6. Use Fabric You Actually Like to Cover the Dinette Cushions.
This option for covering dinette cushions without sewing is fantastic. It was really simple to alter the room’s appearance.
I wish we had completed this task prior to embarking on our trip without a doubt. Because they were so dark, I was always giving those hideous pillows the evil eye.
Only this single photo I took of our dinette area could I locate. Yes, that was our Christmas tree that particular year. Getting presents under there was quite difficult for Santa, but he managed it!
I would strongly advise using robust upholstery fabric if you do decide to recover them. We frequently ate at our dinette, so the poor-quality fabric would not have withstood use and deterioration. If you have to replace the cloth, you may pay more initially, but less overall.
7. Use Contact Paper to Cover the Table in Your Diner.
Once more, this is an RV hack I wish we had done to clean up the space while living and traveling in it. Using marble contact paper intended for kitchen worktops, a friend of mine covered her dinette table, and the result was gorgeous.
It may be readily cleaned by wiping it down and is waterproof and oilproof.
This RVer covered her table with one of those laminate tablecloths if you don’t want to go the contact paper way. With a stapler, she stretched it and fastened it. As she points out, this isn’t a long-term solution, but she spent just about $11, so it’s not too terrible for a quick refresh and enlivening of the area.
Bathroom modifications for RVs
Five people shared one bathroom in our little vacation trailer. It would therefore be an understatement to say that this area had to really work for us.
In our RV bathroom, storage was definitely a problem. The medicine cabinet and a small amount of space beneath the sink served as the only storage options. We couldn’t actually store much in there because pipes occupied most of the space under the sink.
Here’s how we adapted our RV bathroom to suit our needs.
8. Include a Towel Rack.
For storing towels in an RV, I’ve seen a variety of ideas, including:
- Installed on the wall is a wine rack (example here)
- a towel bar (example here)
- towel bar
- combination shelf and door hooks (example here)

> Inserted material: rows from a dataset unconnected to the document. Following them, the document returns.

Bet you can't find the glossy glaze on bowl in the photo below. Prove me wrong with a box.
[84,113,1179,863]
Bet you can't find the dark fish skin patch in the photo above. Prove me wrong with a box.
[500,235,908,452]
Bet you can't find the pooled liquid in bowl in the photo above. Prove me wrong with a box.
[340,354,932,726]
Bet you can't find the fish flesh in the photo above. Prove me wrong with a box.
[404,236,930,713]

- woven baskets (example here)
We didn’t want to screw anything into our walls, therefore none of these would work for us. They are quite weak, much like the walls of travel trailers generally are, and there are several damage possibilities.
Therefore, we chose huge Command towel hooks, and they were excellent.
I don’t believe I ever had a hook come off throughout the course of our 17 months on the road. We lived in a somewhat humid environment, but I reapply it and had no problems. Additionally, we just recently removed all of the hooks, and they didn’t leave any adhesive residue.
9. Put Your Clean Laundry in The Bathtub.
What individuals did with their laundry was one of my main concerns as I performed a study on living and traveling permanently in an RV. I didn’t want it in the living room or dining area, and our bedroom couldn’t contain it either. then where do you keep it?
I learned that many individuals keep their dirty clothes in the tub thanks to a Facebook forum for RVers.
We did just that, and it was a terrific decision. Two circular washing baskets that we had used as both storage bins and means of transportation for the laundry to the laundry room. The tubs were simply removed when someone needed to take a shower. Very simple.
10. Baskets Are an Ally
In addition to the laundry baskets I had in the tub, we also had baskets beneath the sink, on a shelf in the bathroom, and another basket in the tub for shampoo, soap, and other toiletries.
There are many more RV hacks that I could discuss (and will), but I wanted to give you a short breakdown of some of your alternatives so you may make your space into something you really love. I hope these make your RV look better, feel more like home, and work better for you when you’re living in it or traveling in it.
Do you know of any RV hacks that have proven to be really successful? Please tell us in the comments! More ideas are always welcome.